2.) We really like the Chinese/Chengdu people. And how safe we feel here. I can walk down random small streets and alleys by myself and feel totally safe. Chinese folks I pass on the street or come in contact with are friendly. I have literally not had one single Chinese/Chengdu person be rude to me. Chengdu has a different feel than Beijing or other places, and James and I like it. A lot.
3.) The boys' school. Oh, you guys, it's awesome. We couldn't have ordered a better school out of a catalogue. I'm totally serious. What a blessing! And I love that the boys are meeting all sorts of other students from other countries. What an amazing opportunity.
4.) 99.9% of the folks at post are just a fantastic bunch of people. We really REALLY lucked out! I can see now that this makes a huge, HUGE difference. With fantastic sponsors, good friends, etc., we are very well supported and I am incredibly grateful.
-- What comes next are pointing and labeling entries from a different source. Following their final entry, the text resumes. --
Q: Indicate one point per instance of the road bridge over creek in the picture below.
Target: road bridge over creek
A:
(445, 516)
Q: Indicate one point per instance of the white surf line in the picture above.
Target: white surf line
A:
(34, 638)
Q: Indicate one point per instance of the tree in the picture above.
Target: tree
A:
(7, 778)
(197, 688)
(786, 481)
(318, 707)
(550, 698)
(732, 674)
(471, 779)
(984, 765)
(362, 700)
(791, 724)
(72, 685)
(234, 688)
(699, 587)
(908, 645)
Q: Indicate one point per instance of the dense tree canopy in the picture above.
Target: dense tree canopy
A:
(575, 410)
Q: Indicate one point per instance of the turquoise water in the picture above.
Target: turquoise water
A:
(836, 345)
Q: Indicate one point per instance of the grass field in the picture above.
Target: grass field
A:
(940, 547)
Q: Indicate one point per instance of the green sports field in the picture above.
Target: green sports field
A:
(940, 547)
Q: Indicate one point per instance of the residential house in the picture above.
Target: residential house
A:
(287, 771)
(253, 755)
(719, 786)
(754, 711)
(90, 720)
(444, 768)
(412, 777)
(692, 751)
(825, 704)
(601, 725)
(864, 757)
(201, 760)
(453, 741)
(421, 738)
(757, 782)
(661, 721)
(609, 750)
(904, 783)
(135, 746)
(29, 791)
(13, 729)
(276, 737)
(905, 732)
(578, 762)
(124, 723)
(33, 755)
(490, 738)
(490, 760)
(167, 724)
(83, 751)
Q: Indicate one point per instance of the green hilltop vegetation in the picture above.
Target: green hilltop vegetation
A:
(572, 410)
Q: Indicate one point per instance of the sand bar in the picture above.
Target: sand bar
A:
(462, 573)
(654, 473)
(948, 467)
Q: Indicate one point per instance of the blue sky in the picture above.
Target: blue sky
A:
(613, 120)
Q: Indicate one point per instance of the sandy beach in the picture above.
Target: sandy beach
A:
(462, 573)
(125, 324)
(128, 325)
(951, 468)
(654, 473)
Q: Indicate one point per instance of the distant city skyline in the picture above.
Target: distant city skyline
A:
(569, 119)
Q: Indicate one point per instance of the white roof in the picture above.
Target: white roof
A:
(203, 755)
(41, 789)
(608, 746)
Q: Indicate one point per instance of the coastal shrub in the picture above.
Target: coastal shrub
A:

5.) The housing. We're very happy with what we were assigned. It's perfectly adequate and suitable. No bugs, no issues, no drama, no repair requests... it's serviceable. Sure, people in other countries have housing that has, um, more space perhaps and, sure, the furniture isn't very... modern?... but neither do I have vermin problems or plumbing issues and, honestly, I am quite content. I'm not sure where I'll put anything if our shipments ever arrive, but there are worse problems to have!
6.) I am INSANELY thrilled that I was able to find a small smattering of Christmas-themed items here in Chengdu. We were able to buy a fake tree and a few ornaments and a some strings of lights... and that's HUGE, you guys. HUGE. Especially since this will be our first Christmas away from family in the US, like I said, above. So finding a few Christmas-themed things to buy was just a really big deal, and my Mom has been sending us other Christmas decorations in the mail, so our apartment is a bit Christmas-y now.
7.) That I still have a chance to figure out who I want to be when I grow up. I have to figure this out soon, because some things I'm considering would take James back to DC for a long while, and we bid next summer (!!!), but at least right now I have options. A small window of opportunity before I place my feet on a set path, forever. Try my hand at the FSO/Tandem couple thing? Come to terms with being a career EFM? Strike out on something else so not-State-y that it would be completely shocking? Stay tuned.
Don't know what I'm gonna do, but I know that I'll take y'all along for the ride! That is, if anyone is still reading at this point. Not that I would blame you if you aren't.